Pamila indeed is a wonderful talent and a tremendous contributor to the NOIR scene and community. I always look forward to her work, nice going Carrie. Let's not forget her great narration talent and speaking voice that has been featured over at Cast Macabre by Barry Northern - fabulous reads that she has lent her talent to as well..

John Wiswell said...

This was lovely of you to do, Carrie. The intro was gracious and the interview got deep without dragging. Thanks to both you.

Jodi MacArthur said...

I've been a huge fan of Pamila's from the first time I read her 6s about those dead hotel guys. I love this interview, so much insight to how her mind works and who she is.

Dickens? No kidding. This tickles me to death (David Copperfield is my fav book of all time).

And I laughed when i read she use to write up new parts of the bible to annoy her grandpa. HA.

Awesome Q's Carrie. I'm so glad you did this! Pamila's hotel of dead guys are gonna be huge oneday, HUGE.

So glad I didn't miss this.

Bukowski's Basement said...

Carrie... Thanks so much for this. Pamila was once of the first writers I met and gravitated towards online back when we all hung at Six Sentences...
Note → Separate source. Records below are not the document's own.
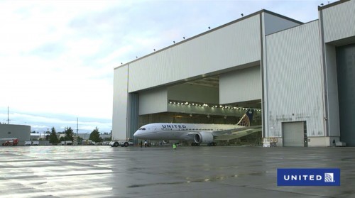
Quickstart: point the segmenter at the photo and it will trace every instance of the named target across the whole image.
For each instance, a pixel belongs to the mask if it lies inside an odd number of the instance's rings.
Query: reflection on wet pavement
[[[354,154],[349,148],[0,147],[0,197],[350,197]],[[339,167],[342,186],[277,187],[276,169],[295,167]]]

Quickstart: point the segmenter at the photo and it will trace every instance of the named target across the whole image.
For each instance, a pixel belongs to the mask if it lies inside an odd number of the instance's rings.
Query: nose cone
[[[140,131],[139,130],[136,131],[133,134],[133,136],[136,138],[139,138],[141,136],[142,136],[142,131]]]

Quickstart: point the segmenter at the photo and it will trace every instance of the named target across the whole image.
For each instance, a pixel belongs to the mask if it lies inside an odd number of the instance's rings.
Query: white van
[[[32,142],[31,141],[25,141],[25,143],[23,145],[31,145]]]
[[[40,142],[39,141],[33,141],[32,145],[40,145]]]

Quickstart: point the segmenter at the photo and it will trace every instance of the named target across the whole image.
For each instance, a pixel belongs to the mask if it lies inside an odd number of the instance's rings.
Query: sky
[[[110,132],[115,67],[241,13],[266,9],[307,23],[321,4],[328,1],[0,0],[0,123],[9,107],[9,123],[31,131]]]

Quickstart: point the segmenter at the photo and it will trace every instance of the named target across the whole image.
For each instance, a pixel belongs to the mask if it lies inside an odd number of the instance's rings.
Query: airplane
[[[217,145],[214,141],[228,141],[261,131],[261,125],[251,126],[253,109],[248,109],[236,124],[153,123],[143,126],[135,138],[152,141],[187,141],[192,145]]]

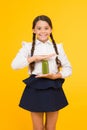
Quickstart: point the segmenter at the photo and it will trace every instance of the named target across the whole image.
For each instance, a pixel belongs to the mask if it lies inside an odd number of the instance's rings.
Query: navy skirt
[[[23,80],[26,84],[19,106],[31,112],[53,112],[68,105],[62,84],[65,79],[35,78]]]

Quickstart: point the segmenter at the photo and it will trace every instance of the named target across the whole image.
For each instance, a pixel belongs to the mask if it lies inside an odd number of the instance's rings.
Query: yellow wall
[[[87,129],[87,1],[3,0],[0,3],[0,129],[32,130],[30,112],[18,107],[27,68],[11,69],[21,42],[32,39],[32,20],[40,14],[51,17],[53,34],[73,66],[64,91],[69,106],[62,109],[57,130]]]

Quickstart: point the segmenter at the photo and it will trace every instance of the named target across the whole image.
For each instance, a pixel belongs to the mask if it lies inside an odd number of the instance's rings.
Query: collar
[[[36,45],[39,45],[39,44],[49,44],[49,45],[52,45],[52,42],[50,40],[47,40],[45,43],[39,41],[38,39],[36,39]]]

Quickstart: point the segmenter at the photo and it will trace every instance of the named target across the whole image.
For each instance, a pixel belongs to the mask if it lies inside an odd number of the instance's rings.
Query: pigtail
[[[32,42],[32,48],[31,48],[31,56],[33,56],[34,50],[35,50],[35,38],[36,38],[36,34],[33,33],[33,38],[32,38],[33,42]],[[34,70],[34,66],[35,66],[35,62],[32,62],[32,63],[29,64],[29,68],[30,68],[31,72]]]
[[[54,38],[53,38],[53,35],[52,35],[52,33],[50,34],[50,38],[51,38],[51,40],[52,40],[52,43],[53,43],[53,47],[54,47],[54,49],[55,49],[55,52],[56,52],[56,54],[58,55],[59,53],[58,53],[58,50],[57,50],[57,46],[56,46],[56,43],[55,43],[55,40],[54,40]],[[56,57],[56,64],[58,65],[58,69],[61,67],[61,61],[58,59],[58,57]]]

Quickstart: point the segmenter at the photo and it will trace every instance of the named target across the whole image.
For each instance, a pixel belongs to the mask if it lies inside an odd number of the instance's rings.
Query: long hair
[[[48,16],[40,15],[40,16],[37,16],[37,17],[33,20],[32,29],[35,28],[36,23],[37,23],[39,20],[46,21],[46,22],[49,24],[49,26],[51,27],[51,29],[53,28],[51,19],[50,19]],[[54,49],[55,49],[55,52],[56,52],[56,54],[58,55],[58,50],[57,50],[56,42],[55,42],[55,40],[54,40],[54,38],[53,38],[52,33],[50,34],[50,38],[51,38],[51,40],[52,40],[52,43],[53,43],[53,47],[54,47]],[[36,34],[33,33],[31,56],[33,56],[33,54],[34,54],[34,50],[35,50],[35,40],[36,40]],[[58,57],[56,57],[55,60],[56,60],[56,64],[57,64],[58,69],[59,69],[59,68],[61,67],[61,62],[60,62],[60,60],[58,59]],[[30,67],[31,72],[34,70],[34,66],[35,66],[35,62],[32,62],[32,63],[29,64],[29,67]]]

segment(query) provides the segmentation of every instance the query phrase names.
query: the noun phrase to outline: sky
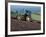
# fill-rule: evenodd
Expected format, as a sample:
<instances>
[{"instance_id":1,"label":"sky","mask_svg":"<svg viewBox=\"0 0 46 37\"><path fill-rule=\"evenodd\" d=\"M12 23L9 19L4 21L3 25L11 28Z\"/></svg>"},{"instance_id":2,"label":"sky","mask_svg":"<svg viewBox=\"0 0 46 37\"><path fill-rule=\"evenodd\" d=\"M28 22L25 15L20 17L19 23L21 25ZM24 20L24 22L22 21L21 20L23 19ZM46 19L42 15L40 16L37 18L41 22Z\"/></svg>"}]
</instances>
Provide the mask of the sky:
<instances>
[{"instance_id":1,"label":"sky","mask_svg":"<svg viewBox=\"0 0 46 37\"><path fill-rule=\"evenodd\" d=\"M41 7L40 6L20 6L20 5L11 5L11 11L16 12L16 10L20 13L25 13L26 10L30 10L32 13L40 13Z\"/></svg>"}]
</instances>

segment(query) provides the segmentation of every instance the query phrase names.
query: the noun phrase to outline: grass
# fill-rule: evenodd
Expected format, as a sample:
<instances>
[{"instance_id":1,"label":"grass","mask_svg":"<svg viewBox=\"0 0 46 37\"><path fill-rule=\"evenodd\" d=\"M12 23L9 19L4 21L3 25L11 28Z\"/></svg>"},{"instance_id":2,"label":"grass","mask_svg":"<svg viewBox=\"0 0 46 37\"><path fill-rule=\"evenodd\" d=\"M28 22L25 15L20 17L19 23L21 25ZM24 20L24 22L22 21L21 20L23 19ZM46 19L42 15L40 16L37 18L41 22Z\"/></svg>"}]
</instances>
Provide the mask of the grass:
<instances>
[{"instance_id":1,"label":"grass","mask_svg":"<svg viewBox=\"0 0 46 37\"><path fill-rule=\"evenodd\" d=\"M41 16L37 15L37 14L31 14L31 17L32 17L33 20L38 20L38 21L41 20Z\"/></svg>"},{"instance_id":2,"label":"grass","mask_svg":"<svg viewBox=\"0 0 46 37\"><path fill-rule=\"evenodd\" d=\"M11 14L11 16L16 16L16 15L17 14L15 14L15 13ZM38 20L38 21L41 20L41 16L38 14L31 14L31 18L32 18L32 20Z\"/></svg>"}]
</instances>

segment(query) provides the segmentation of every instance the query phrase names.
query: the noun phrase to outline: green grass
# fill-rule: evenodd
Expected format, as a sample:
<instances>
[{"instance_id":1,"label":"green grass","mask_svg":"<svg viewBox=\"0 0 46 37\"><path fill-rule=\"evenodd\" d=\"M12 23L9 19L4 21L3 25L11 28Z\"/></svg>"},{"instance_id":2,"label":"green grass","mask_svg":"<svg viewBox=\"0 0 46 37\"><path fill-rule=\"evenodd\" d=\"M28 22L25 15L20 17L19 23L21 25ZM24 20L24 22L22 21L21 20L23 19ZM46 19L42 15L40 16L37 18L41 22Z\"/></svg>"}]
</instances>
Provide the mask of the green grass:
<instances>
[{"instance_id":1,"label":"green grass","mask_svg":"<svg viewBox=\"0 0 46 37\"><path fill-rule=\"evenodd\" d=\"M17 14L15 14L15 13L11 14L11 16L16 16L16 15ZM31 14L31 18L32 18L32 20L38 20L38 21L41 20L41 16L40 15L37 15L37 14Z\"/></svg>"},{"instance_id":2,"label":"green grass","mask_svg":"<svg viewBox=\"0 0 46 37\"><path fill-rule=\"evenodd\" d=\"M41 16L37 15L37 14L31 14L31 17L32 17L33 20L38 20L38 21L41 20Z\"/></svg>"}]
</instances>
I dig everything about her...

Diandra said...

Off-Topic

http://shortstoriesandmadrants.blogspot.com/2010/07/fabulous-flash-award.html

There is an award waiting for you!

[/off]

Eric Beetner said...

Thanks for the shout out Pamila. I can attest that Pamila's stories are dark and noir just the way I like 'em too. It's a pleasure being seen at the Bijou with her.
And Carrie, next tme you need a guest at Mindspeak, I'm available :)

Paul D. Brazill said...

Great stuff. Ms P is a major writing star in the making.

Anne Tyler Lord said...

Wow, great to meet you , Pamila. You are a fascinating writer. Thanks for sharing about your writing process. I will be following your site!

Jeanette Cheezum said...

Carrie, I am so embarrassed. I thought Ant did this fantastic interview and it was yours. :( Please forgive me. Even better erase the first comment.

MkCrittenden said...

what a super cool interview! I was also a huge Nitzer Ebb fan. Very interesting stuff.